U.S. Government Believes Blockchains Will Play 'Essential Role' In Agriculture
By Landon Manning
A division of the U.S. Department of Agriculture claimed this month that it envisions distributed ledger technology becoming integral to the functioning of complex agricultural supply chains in the future.
This claim was printed in the Federal Register, the official journal of the United States federal government. The specific article in question was written by the Agricultural Marketing Service (AMS), an agency within the Department of Agriculture. The AMS “will continue to work toward its goal of full supply chain traceability and fully verifiable organic products,” it claimed, and that the “AMS expects electronic tracking systems, including digital ledger technology, will play an essential role in supply chain traceability.”

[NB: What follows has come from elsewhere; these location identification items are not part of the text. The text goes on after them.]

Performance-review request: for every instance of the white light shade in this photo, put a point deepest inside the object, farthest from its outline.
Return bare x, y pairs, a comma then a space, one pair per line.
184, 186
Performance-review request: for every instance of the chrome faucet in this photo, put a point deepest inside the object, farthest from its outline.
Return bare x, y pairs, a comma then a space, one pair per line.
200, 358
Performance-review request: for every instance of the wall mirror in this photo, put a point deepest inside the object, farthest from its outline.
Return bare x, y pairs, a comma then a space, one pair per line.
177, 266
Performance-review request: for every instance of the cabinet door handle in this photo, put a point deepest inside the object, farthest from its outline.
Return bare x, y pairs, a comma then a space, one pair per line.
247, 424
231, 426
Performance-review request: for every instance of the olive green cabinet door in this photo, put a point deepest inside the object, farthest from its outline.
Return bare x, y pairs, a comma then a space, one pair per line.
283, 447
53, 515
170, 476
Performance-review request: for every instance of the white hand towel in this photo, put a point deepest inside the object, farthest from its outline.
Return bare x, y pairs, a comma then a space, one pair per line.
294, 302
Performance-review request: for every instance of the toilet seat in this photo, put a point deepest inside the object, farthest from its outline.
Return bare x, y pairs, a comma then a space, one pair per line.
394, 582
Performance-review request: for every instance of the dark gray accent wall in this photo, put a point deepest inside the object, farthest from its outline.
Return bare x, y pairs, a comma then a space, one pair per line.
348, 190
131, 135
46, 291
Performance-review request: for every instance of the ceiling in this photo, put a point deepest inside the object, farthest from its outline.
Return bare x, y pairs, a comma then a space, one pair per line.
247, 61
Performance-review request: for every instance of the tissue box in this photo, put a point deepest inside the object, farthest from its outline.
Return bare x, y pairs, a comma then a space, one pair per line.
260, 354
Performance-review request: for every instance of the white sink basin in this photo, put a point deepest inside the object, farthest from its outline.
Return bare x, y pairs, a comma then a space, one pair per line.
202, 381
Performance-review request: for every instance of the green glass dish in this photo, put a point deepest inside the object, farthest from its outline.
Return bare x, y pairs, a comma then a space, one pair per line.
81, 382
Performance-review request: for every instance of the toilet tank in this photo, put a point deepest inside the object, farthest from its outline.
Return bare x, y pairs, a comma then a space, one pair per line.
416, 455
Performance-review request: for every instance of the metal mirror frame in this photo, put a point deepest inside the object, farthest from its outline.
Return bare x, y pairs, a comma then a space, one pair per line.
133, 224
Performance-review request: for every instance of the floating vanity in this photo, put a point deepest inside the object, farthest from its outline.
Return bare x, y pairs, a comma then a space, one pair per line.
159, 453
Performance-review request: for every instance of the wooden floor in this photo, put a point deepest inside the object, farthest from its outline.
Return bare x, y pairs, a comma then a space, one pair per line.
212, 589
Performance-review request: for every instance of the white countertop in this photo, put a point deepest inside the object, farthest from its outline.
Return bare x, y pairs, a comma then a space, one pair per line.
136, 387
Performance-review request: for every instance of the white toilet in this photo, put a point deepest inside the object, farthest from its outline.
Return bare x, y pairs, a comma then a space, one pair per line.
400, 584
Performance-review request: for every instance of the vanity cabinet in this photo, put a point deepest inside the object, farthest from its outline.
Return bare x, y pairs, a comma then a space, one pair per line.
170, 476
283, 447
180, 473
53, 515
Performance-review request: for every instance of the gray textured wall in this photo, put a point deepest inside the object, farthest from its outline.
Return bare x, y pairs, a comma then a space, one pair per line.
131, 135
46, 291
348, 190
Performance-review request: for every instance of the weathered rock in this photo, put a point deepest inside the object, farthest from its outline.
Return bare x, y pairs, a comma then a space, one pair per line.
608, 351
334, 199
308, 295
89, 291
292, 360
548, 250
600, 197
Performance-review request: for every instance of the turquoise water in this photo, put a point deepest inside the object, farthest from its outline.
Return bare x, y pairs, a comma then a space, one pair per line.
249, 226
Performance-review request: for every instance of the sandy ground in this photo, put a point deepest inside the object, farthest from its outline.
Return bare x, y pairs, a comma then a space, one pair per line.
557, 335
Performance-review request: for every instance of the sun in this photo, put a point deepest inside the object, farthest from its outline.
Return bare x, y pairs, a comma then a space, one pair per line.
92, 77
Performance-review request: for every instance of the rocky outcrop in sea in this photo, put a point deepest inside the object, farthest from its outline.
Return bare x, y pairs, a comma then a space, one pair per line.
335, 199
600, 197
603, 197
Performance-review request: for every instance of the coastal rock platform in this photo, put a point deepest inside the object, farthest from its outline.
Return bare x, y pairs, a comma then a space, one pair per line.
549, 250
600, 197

While acknowledging that implementation of these technologies will be an involved process, this report lauded multiple advantages of integrating blockchain technology into the food distribution networks within the United States, not the least of which were the instant, transparent, secure and verifiable aspects inherent to the platform.

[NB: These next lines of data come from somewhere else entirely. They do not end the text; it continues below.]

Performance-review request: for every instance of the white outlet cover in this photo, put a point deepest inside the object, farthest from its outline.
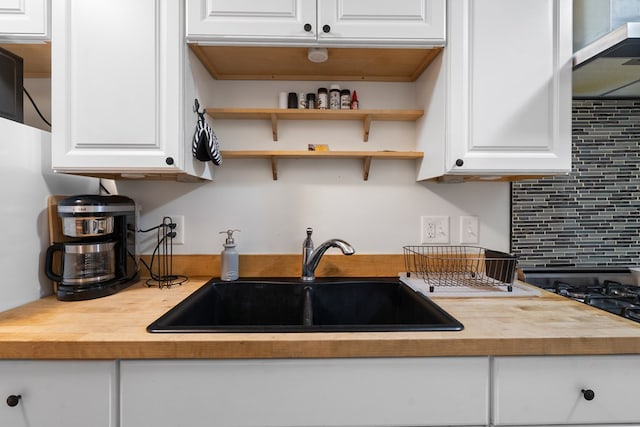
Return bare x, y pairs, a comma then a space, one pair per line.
469, 230
434, 230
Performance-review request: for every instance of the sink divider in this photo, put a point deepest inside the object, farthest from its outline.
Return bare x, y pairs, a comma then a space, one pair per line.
307, 312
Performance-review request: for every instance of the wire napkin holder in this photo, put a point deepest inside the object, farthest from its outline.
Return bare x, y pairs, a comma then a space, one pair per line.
460, 266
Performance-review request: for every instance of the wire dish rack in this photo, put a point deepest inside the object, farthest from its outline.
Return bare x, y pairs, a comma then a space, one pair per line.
469, 266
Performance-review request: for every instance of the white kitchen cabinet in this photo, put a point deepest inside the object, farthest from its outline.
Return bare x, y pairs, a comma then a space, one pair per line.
503, 91
302, 22
305, 392
549, 390
58, 394
119, 94
24, 20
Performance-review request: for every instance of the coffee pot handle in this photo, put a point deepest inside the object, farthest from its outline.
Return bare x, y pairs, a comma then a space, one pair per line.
48, 262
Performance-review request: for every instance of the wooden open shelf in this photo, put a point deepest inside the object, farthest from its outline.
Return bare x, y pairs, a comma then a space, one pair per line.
366, 156
276, 114
291, 63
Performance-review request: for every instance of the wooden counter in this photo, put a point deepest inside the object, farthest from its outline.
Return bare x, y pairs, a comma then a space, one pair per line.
113, 327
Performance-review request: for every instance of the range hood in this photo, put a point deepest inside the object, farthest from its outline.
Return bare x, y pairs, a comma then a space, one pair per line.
606, 41
610, 66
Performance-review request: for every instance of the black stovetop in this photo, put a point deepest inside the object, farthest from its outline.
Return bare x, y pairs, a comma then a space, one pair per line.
612, 289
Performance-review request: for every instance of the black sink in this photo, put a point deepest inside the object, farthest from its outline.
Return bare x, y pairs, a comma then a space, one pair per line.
289, 305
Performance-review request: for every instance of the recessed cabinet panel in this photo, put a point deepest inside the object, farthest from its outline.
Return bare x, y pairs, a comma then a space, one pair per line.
312, 392
505, 82
396, 21
58, 394
117, 69
251, 19
510, 109
24, 20
118, 98
566, 390
332, 22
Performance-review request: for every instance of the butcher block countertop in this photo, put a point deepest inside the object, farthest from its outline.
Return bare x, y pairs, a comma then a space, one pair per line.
114, 327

However, the AMS said it was critically important that blockchain “can also protect confidential business information and trade secret information by automatically restricting sensitive information to authorized entities.”
Further, the report said that, although there will be difficulties in turning case studies into industry standards, “the utility of electronic tracking in food systems has been demonstrated by several successful, high-profile pilot programs.”
The scale of these pilot programs has been wide across food supply chains, both with large companies like Walmart and Nestle using IBM blockchain technology to track products in their existing intra-company networks, and independent firms like GrainChain receiving significant investment to piece together a blockchain infrastructure out of several disparate parts of the produce life cycle.
If the federal government sees the advent of widespread agricultural blockchain usage as inevitable, it has its work cut out for it as to what it can do to actively foster this development. For starters, there has been little regulatory consistency in the status and use of blockchains at the state and federal levels, and a more robust framework could help even before trying to establish public/private partnerships in blockchain firms, or wholly state-backed projects.
Of particular note is the contrast between the United States’ relatively relaxed attitude and the Chinese government’s direct involvement with massive infrastructure projects. For instance, the Blockchain Service Network (BSN) is set to develop a base for all manner of blockchain use cases throughout major Chinese cities, as well as internationally, and is led by a mixture of government action and a wide array of private firms. The BSN project has made further progress in August 2020, with an international site being launched on August 10.
Considering that the United States’ largest geopolitical rival is taking a more active hand in developing the new world of blockchains, the United States may wish to take charge of its own sectors. It is likely, as the Department of Agriculture has claimed, that blockchain technology will be essential: the only question is how it develops into the future.